UNB dragging heels on sexual assault policy, says group
Tracy Glynn says some at the University of New Brunswick don't want sexual violence openly discussed
The Reproductive Justice New Brunswick community group says the University of New Brunswick is dragging its heels when it comes to implementing a sexual assault policy.
Tracy Glynn, an organizer with Reproductive Justice New Brunswick, says, in an opinion piece published in the university's student newspaper, The Brunswickan, there are those at the institution who don't want sexual violence openly discussed.
There is not enough being done, and those at the university need to realize that.- Tracy Glynn, Reproductive Justice New Brunswick
"We know there are several people in the university community that are not supporting talk about sexual violence on campus," said Glynn. "That's really not acceptable."
In the past, the Reproductive Justice group has been vocal in the province about reproductive policies in New Brunswick and sexual assault.
"There is not enough being done," said Glynn.
"And those at the university need to realize that."
A CBC News investigation earlier this year revealed that several Maritime universities, including UNB, had initially under-reported the number of reports of sexual assaults received at the schools, between 2009 and 2013, when asked for the number by CBC News.
Initially, UNB said it had one report of sexual assault during that time period. That number increased to 11 after CBC filed right-to-information requests for the data..
Policy delayed until next year
Rice Fuller, UNB's director of health and student wellness, said in January that a policy would be in place by this fall.
The university now says a policy on sexual assault is expected for spring 2016.
The University responded to Glynn's letter with a prepared statement written by Fuller.
"We are currently in the process of developing UNB's stand-alone sexual assault policy," wrote Fuller.
"A stand-alone sexual assault policy is only one part of a thorough response to the problem of sexual assaults on university campuses."
Fuller wrote that the university has been working in several areas to prevent sexual violence and educate its student population.
"To judge UNB's current efforts solely based upon whether we have a stand-alone sexual assault policy is misguided, and an over-simplification of a complex issue."

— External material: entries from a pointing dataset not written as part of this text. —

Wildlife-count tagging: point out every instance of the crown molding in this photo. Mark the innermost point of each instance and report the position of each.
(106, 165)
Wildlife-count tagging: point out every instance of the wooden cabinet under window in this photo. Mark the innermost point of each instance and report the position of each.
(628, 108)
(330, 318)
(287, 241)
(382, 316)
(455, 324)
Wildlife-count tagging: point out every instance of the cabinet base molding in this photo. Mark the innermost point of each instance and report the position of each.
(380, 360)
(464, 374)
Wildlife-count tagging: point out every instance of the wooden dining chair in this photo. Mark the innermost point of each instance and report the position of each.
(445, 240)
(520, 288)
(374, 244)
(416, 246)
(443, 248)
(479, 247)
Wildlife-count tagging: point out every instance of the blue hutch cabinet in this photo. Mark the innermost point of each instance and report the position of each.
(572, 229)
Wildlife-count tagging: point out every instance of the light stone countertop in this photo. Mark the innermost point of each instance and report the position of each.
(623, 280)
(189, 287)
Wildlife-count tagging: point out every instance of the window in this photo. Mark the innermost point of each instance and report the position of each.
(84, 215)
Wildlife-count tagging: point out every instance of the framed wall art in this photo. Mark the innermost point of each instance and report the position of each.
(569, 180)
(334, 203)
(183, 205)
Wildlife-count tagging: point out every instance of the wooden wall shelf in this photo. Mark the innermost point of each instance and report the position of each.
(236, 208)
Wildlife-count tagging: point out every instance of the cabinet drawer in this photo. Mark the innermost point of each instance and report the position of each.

UNB has trained 600 students on bystander awareness, a program designed to teach students to recognize and prevent violent sexual behavior before an incident occurs.
Glynn says Reproductive Justice decided, as a whole, to submit the letter after hearing that a presentation at the school on the importance of consent was poorly attended.
Glynn added that she would like to see courses on consent and sexual violence education made mandatory.